Question 5.8: Using Power Triangles Consider the situation shown in Figure...

By the units given in the figure, we see that load A has an apparent power of 10 kVA. On the other hand, the power for load B is specified as 5 kW.
Furthermore, load A has a power factor of 0.5 leading, which means that the current leads the voltage in load A. Another way to say this is that load A is capacitive. Similarly, load B has a power factor of 0.7 lagging (or inductive).
Our approach is to find the power and reactive power for each load. Then, we add these values to find the power and reactive power for the source. Finally, we compute the power factor for the source and then find the current.
Because load A has a leading (capacitive) power factor, we know that the reactive power Q_A and power angle θ_A are negative. The power triangle for load A is shown in Figure 5.28(a). The power factor is

\cos{\left(\theta_A\right) }=0.5

The power is

P_A=V_\mathrm{rms}I_{A\mathrm{rms}}\cos{(\theta_A)}=10^4(0.5)=5\mathrm{~kW}

Solving Equation 5.64 for reactive power, we have

P^2+Q^2=\left(V_{\mathrm{rms}}I_{\mathrm{rms}}\right)^2     (5.64)

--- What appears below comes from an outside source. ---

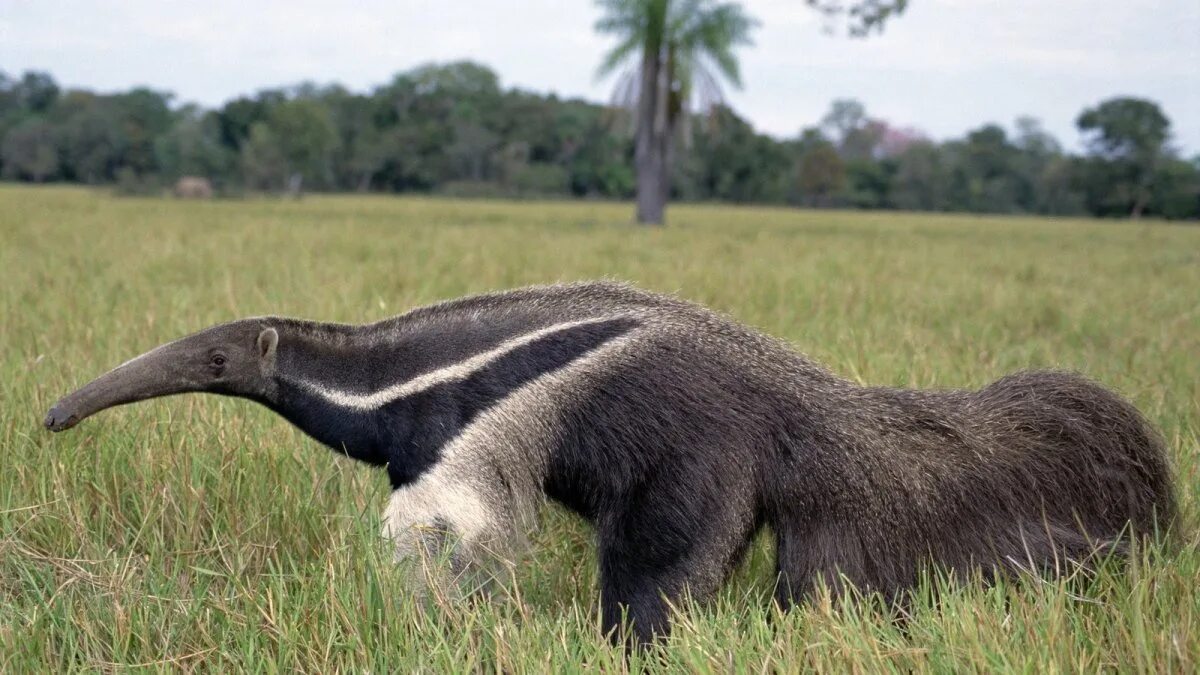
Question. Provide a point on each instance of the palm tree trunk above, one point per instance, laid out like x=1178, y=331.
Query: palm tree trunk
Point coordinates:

Q_A=\sqrt{\left(V_{\mathrm{rms}}I_{A\mathrm{rms}}\right)^2-P_A^2 } =\sqrt{\left(10^4\right)^2-\left(5000\right)^2  }=-8.660\mathrm{~kVAR}

Notice that we have selected the negative value for Q_A, because we know that reactive power is negative for a capacitive (leading) load.
The power triangle for load B is shown in Figure 5.28(b). Since load B has a lagging (inductive) power factor, we know that the reactive power Q_B and power angle θ_B are positive. Thus,

\theta_B=\mathrm{arccos}\left(0.7\right)=45.57^\circ

Applying trigonometry, we can write

Q_B=P_B\mathrm{tan}(\theta_B) = 5000\mathrm{tan}(45.57^\circ)

Q_B= 5.101\mathrm{~kVAR}

At this point, as shown here we can find the power and reactive power delivered by the source:

P=P_A+P_B=5+5=10\mathrm{~kW}

Q=Q_A+Q_B=-8.660+5.101=-3.559\mathrm{~kVAR}

Because Q is negative, we know that the power angle is negative. Thus, we have

\theta=\mathrm{arctan}\left(\frac{Q}{P} \right)= \mathrm{arctan}\left(\frac{-3.559}{10} \right) =-19.59^\circ

The power factor is

\cos{(\theta)}=0.9421

Power-system engineers frequently express power factors as percentages and would state this power factor as 94.21 percent leading.
The complex power delivered by the source is

\mathrm{S}=P+jQ=10-j3.559=10.61\angle -19.59^\circ \mathrm{~kVA}

Thus, we have

\mathrm{S}=\frac{1}{2}\mathrm{V}_s\mathrm{I}^*=\frac{1}{2}\left(1414\angle 30^\circ \right)\mathrm{I}^*=10.61\times 10^3\angle-19.59^\circ \mathrm{~kVA}

Solving for the phasor current, we obtain:

\mathrm{I}=15.0\angle 49.59^\circ \mathrm{~A}

The phasor diagram for the current and voltage is shown in Figure 5.29. Notice that the current is leading the voltage.